Citation Nr: 18160627
Decision Date: 12/27/18	Archive Date: 12/27/18

DOCKET NO. 17-06 239
DATE:	December 27, 2018
REMANDED
Entitlement to service connection for bilateral hearing loss is remanded.
Entitlement to service connection for an acquired psychiatric disorder, to include post-traumatic stress disorder (PTSD), is remanded.
Entitlement to service connection for a stomach condition, to include as secondary to exposure to contaminated water at Camp Lejeune, is remanded.
INTRODUCTION
The Veteran served on active duty under honorable conditions from June 1981 to November 1981.  The Veteran also has active military service under other than honorable conditions from December 1985 to October 1986.
A December 2015 VA Administrative Decision determined that the Veteran’s service from December 1985 to October 1986 was dishonorable for VA purposes, and as such, is a bar to payment of VA Benefits.  See 38 C.F.R. § 3.12(a), (b), (d)(4) (2017).  Therefore, the Board may only consider the Veteran’s claims based on his period of valid military service from June 1981 to November 1981.
REASONS FOR REMAND
While the Board regrets the delay, additional development is required before the Veteran’s claims are decided.
Entitlement to service connection for bilateral hearing loss
Initially, the Board notes that when VA undertakes to provide a VA examination or obtain a VA opinion, it must ensure that the examination or opinion is adequate.  Barr v. Nicholson, 21 Vet. App. 303, 312 (2007).  
The Veteran seeks service connection for bilateral hearing loss, which he contends is related to his active military service from June 1981 to November 1981.  Specifically, the Veteran described a history of military noise exposure which included gunfire, artillery, aircraft, and large vehicles.  Further, he denied other occupational or recreational noise exposure.
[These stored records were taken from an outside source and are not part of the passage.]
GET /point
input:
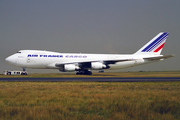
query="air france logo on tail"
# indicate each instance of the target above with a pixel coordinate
(157, 44)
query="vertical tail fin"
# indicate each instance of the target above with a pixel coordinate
(155, 45)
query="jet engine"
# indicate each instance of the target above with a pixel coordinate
(98, 66)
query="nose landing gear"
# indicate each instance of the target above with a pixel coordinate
(83, 72)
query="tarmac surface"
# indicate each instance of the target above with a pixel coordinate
(94, 79)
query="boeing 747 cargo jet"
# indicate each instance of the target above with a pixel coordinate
(83, 63)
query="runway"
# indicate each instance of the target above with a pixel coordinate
(93, 79)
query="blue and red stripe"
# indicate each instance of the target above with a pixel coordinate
(156, 43)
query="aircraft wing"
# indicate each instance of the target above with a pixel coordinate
(159, 57)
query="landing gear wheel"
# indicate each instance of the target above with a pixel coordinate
(84, 72)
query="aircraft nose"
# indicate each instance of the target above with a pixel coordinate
(11, 59)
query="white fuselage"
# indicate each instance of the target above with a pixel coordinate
(48, 60)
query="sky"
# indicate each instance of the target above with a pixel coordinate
(89, 26)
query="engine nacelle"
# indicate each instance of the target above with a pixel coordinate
(98, 66)
(69, 68)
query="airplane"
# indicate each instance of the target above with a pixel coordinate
(84, 63)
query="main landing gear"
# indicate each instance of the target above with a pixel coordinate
(84, 72)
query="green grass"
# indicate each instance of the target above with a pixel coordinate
(90, 100)
(118, 74)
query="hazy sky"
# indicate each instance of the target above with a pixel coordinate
(89, 26)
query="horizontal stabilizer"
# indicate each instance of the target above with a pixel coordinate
(159, 57)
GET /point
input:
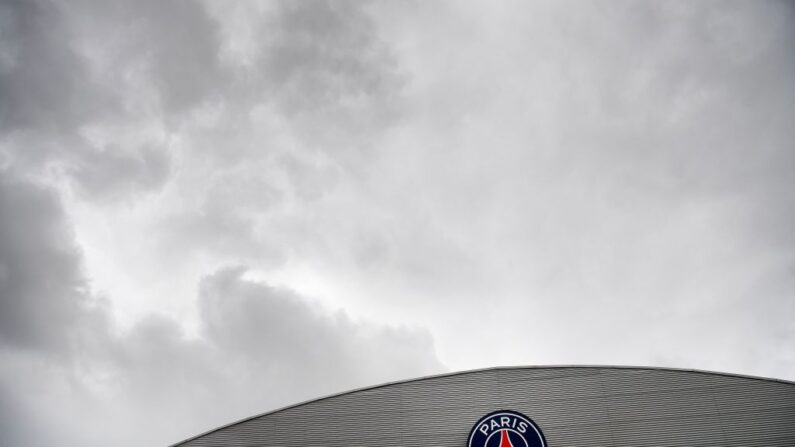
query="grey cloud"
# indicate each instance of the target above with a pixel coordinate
(63, 360)
(114, 172)
(41, 285)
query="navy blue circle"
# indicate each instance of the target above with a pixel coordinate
(520, 430)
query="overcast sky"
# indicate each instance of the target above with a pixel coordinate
(212, 209)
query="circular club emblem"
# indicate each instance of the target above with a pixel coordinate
(506, 428)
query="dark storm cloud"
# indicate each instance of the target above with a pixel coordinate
(69, 72)
(41, 286)
(44, 82)
(260, 347)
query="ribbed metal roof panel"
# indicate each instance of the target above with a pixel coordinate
(574, 406)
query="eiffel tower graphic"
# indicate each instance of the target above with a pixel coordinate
(505, 440)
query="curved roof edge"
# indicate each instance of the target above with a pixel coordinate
(476, 370)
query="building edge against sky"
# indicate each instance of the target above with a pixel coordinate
(572, 405)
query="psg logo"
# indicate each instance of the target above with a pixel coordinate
(506, 428)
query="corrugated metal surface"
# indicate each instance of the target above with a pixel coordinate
(574, 406)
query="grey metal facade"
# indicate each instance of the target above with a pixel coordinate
(573, 406)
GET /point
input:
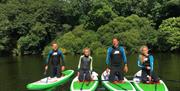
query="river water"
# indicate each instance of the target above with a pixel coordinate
(17, 72)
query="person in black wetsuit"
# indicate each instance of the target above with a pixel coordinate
(115, 55)
(55, 60)
(85, 66)
(146, 63)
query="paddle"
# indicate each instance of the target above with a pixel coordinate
(45, 73)
(83, 81)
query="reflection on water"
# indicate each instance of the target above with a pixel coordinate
(17, 72)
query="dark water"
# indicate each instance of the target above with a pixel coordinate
(17, 72)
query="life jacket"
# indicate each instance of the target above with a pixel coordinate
(55, 58)
(115, 57)
(85, 63)
(146, 61)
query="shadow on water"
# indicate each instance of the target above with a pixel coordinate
(17, 72)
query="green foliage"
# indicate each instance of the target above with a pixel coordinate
(100, 14)
(133, 31)
(169, 36)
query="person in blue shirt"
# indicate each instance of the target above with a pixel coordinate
(115, 56)
(55, 60)
(146, 63)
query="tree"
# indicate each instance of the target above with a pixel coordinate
(133, 31)
(100, 14)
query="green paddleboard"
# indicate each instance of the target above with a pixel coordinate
(126, 86)
(48, 82)
(148, 87)
(85, 86)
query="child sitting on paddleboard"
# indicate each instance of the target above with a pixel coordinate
(145, 62)
(55, 60)
(85, 66)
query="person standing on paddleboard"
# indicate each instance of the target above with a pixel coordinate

The veteran’s DD-214 reflects that his military occupational specialty (MOS) was Field Artillery Man.  The Veteran underwent a VA hearing examination in October 2015.  The examiner diagnosed bilateral hearing loss and tinnitus.  However, the examiner opined the Veteran’s bilateral hearing loss was less likely than not caused by or a result of his active military service.  As rationale for this opinion, the examiner stated that the Service Treatment Records (STRs) revealed the Veteran had normal hearing sensitivity at his enlistment and separation exams with no significant threshold shifts.  The examiner, unfortunately, failed to explain what constituted a “significant” threshold shift, or why this was relevant to the ultimate determination.  
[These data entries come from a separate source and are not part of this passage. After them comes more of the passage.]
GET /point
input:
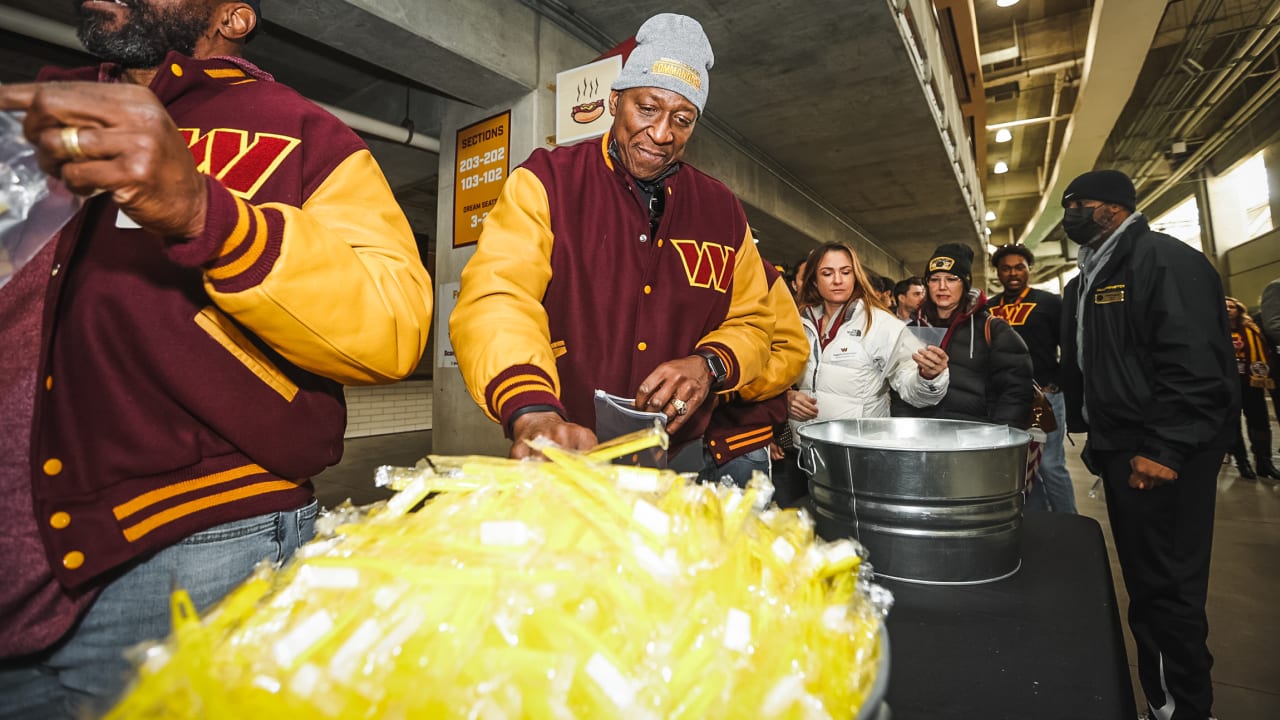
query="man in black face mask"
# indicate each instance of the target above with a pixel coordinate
(1147, 370)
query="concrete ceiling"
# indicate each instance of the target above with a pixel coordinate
(1207, 62)
(823, 92)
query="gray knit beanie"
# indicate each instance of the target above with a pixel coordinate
(671, 53)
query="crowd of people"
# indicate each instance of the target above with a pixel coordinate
(173, 361)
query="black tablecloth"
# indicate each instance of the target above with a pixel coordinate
(1045, 643)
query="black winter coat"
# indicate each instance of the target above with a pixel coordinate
(990, 383)
(1160, 373)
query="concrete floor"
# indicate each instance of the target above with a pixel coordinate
(1244, 582)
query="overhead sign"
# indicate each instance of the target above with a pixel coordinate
(583, 100)
(483, 163)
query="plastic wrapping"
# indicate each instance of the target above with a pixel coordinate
(32, 206)
(561, 588)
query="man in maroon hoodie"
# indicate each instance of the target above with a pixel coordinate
(172, 363)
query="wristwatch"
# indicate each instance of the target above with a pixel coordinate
(716, 365)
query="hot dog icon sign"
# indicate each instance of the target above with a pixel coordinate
(588, 110)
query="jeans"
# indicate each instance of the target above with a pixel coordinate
(1052, 490)
(86, 671)
(739, 469)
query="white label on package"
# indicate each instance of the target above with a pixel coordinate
(737, 630)
(661, 566)
(638, 479)
(785, 551)
(512, 533)
(329, 578)
(611, 680)
(653, 519)
(305, 680)
(348, 656)
(301, 637)
(781, 696)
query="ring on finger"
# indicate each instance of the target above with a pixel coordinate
(71, 144)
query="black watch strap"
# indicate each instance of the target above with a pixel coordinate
(716, 365)
(526, 410)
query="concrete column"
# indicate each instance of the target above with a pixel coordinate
(460, 427)
(1205, 212)
(1223, 215)
(1271, 159)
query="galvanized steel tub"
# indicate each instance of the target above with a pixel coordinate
(933, 501)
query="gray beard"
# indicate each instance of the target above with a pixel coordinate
(146, 36)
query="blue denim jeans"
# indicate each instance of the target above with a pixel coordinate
(737, 469)
(85, 673)
(1052, 488)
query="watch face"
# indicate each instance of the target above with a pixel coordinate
(717, 367)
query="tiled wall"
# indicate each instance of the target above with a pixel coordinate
(389, 409)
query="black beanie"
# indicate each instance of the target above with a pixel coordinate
(1104, 186)
(952, 258)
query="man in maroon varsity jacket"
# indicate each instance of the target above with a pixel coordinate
(611, 264)
(172, 365)
(741, 425)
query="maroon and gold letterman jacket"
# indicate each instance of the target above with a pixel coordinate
(567, 292)
(191, 382)
(745, 420)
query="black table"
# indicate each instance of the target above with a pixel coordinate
(1045, 643)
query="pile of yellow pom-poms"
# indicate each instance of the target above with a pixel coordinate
(566, 588)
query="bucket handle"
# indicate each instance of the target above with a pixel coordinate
(814, 460)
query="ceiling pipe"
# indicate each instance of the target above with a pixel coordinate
(1238, 121)
(1052, 68)
(1253, 50)
(1052, 119)
(1256, 48)
(64, 36)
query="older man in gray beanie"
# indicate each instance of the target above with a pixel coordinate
(612, 265)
Further, the examiner stated that there was no evidence that the Veteran’s military noise exposure caused a permanent noise injury affecting hearing sensitivity.  Notwithstanding, in addressing the Veteran’s tinnitus, the examiner noted that the Veteran reported constant bilateral variable pitched ringing, which he first noticed intermittently in 1981 after being at the firing range.  Additionally, the examiner stated that based on the high probability of military noise exposure associated with the Veteran’s MOS and his reported history of military noise exposure, “the Veteran would likely have been exposed to levels of noise which could contribute to the onset of noise-induced tinnitus.”
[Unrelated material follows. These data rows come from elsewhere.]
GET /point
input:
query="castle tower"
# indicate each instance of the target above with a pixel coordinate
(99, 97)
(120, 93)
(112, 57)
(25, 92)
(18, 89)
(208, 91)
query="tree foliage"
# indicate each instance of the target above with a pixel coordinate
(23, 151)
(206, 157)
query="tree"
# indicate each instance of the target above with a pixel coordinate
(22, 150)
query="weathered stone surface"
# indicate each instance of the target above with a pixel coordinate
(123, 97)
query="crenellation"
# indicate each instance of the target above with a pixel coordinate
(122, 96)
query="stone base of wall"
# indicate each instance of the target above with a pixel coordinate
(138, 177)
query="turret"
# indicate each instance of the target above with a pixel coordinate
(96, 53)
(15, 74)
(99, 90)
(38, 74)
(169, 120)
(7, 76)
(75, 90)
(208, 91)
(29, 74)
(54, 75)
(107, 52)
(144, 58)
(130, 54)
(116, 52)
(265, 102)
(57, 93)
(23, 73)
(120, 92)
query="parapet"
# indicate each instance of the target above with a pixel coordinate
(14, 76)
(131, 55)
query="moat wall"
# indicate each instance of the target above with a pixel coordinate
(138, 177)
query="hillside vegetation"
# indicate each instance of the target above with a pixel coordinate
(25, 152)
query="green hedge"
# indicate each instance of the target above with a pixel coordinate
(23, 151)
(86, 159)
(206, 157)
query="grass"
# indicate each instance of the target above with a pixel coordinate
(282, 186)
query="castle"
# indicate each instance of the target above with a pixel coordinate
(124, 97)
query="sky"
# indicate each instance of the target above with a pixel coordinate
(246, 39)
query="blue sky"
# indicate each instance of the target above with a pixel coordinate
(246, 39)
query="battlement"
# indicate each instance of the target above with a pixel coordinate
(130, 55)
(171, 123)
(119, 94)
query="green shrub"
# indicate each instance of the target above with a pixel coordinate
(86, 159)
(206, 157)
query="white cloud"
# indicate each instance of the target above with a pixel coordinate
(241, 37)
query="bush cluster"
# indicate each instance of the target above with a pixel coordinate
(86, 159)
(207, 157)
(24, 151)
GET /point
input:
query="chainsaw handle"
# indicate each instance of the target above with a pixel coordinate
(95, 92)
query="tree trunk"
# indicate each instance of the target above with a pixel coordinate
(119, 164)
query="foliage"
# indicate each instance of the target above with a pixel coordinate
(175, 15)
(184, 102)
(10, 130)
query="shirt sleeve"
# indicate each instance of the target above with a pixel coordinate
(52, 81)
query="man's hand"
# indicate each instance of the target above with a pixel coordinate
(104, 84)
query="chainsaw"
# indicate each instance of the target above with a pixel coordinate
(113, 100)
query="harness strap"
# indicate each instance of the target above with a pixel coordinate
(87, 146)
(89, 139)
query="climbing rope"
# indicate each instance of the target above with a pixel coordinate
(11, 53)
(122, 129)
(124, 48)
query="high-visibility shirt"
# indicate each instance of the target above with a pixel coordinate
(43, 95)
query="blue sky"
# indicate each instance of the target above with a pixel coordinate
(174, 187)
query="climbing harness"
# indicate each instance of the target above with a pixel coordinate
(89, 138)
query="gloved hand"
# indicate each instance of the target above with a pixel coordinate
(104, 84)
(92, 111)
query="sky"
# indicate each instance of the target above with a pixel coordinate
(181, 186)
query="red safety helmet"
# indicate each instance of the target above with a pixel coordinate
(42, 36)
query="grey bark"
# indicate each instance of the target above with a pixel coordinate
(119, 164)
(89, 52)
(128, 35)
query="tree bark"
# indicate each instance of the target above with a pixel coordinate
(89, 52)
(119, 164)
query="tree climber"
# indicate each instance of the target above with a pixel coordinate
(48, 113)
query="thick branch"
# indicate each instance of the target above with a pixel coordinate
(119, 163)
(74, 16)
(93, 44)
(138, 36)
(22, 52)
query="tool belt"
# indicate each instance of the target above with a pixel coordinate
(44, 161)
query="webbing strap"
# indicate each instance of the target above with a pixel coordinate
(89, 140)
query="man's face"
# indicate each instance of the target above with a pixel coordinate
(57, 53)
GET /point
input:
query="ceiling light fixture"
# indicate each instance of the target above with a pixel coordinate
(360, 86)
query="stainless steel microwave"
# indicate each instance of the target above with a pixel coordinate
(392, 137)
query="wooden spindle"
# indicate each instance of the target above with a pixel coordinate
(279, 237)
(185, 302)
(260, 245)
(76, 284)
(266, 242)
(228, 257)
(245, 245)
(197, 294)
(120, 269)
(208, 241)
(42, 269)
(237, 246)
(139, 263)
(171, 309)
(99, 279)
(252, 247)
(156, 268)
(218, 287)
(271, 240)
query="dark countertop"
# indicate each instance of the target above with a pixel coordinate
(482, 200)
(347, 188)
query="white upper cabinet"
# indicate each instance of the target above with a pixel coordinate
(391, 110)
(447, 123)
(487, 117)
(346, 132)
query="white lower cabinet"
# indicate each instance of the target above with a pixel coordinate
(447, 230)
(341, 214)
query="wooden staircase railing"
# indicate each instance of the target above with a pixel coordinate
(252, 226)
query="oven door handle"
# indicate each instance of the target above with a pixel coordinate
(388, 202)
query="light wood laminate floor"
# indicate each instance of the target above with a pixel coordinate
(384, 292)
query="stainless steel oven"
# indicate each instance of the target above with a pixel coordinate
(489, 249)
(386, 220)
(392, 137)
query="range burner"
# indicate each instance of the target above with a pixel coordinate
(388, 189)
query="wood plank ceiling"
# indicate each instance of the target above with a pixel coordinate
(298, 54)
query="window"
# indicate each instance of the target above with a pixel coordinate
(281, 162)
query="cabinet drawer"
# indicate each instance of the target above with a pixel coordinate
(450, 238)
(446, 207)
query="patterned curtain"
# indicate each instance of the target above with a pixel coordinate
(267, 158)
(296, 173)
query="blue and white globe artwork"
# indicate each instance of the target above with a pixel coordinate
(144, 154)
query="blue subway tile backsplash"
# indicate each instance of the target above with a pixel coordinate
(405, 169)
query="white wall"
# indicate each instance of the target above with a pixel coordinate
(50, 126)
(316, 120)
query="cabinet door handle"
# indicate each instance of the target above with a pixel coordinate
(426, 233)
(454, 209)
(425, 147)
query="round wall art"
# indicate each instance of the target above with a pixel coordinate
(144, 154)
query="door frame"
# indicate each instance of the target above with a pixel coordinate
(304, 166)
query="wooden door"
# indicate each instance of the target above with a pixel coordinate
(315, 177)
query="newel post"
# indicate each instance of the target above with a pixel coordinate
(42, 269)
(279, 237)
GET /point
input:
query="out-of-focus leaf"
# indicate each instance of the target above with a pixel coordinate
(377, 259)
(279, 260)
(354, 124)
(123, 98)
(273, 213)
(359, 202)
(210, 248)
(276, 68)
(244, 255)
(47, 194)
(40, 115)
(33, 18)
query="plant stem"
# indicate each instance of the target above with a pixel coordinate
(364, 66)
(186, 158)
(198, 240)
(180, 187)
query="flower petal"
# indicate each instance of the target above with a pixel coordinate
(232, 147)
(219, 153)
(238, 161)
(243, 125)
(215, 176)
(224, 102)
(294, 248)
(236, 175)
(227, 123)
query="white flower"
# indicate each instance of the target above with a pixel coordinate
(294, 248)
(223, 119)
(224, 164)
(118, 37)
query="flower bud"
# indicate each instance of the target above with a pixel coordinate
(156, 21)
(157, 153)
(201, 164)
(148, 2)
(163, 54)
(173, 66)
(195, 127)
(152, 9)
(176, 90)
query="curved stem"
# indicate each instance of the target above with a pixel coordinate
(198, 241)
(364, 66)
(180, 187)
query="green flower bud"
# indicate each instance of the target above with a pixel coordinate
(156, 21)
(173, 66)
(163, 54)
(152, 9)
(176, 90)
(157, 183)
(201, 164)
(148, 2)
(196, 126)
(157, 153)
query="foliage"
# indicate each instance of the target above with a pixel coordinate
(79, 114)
The Board finds the October 2015 examination report is inadequate for adjudication purposes, as the examiner failed to provide an adequate rationale for the proffered opinion.  A medical examination report must contain not only clear conclusions with supporting data, but also a reasoned medical explanation connecting the two.  See Nieves- Rodriguez v. Peake, 22 Vet. App. 295 (2008).  As such, remand is warranted to obtain an adequate VA examination and opinion. 
Entitlement to service connection for an acquired psychiatric disorder, to include PTSD
The Board notes that VA must provide a medical examination or obtain a medical opinion when there is (1) competent evidence of a current disability or persistent or recurrent symptoms of a disability, (2) evidence establishing that an event, injury, or disease occurred in service, or establishing that certain diseases manifested during an applicable presumptive period for which the claimant qualifies, and (3) an indication that the disability or persistent or recurrent symptoms of a disability may be associated with the Veteran’s service or with another service-connected disability, but (4) there is insufficient competent medical evidence on file for the Secretary to make a decision on the claim.  McLendon v. Nicholson, 20 Vet. App. 79 (2006); see also 38 U.S.C. § 5103A(d)(2) (2012); 38 C.F.R. § 3.159 (c)(4)(i) (2017).  The third prong, which requires that the evidence of record “indicate” that the claimed disability or symptoms “may be” associated with the established event, disease or injury is a low threshold.  McLendon, 20 Vet. App. at 83.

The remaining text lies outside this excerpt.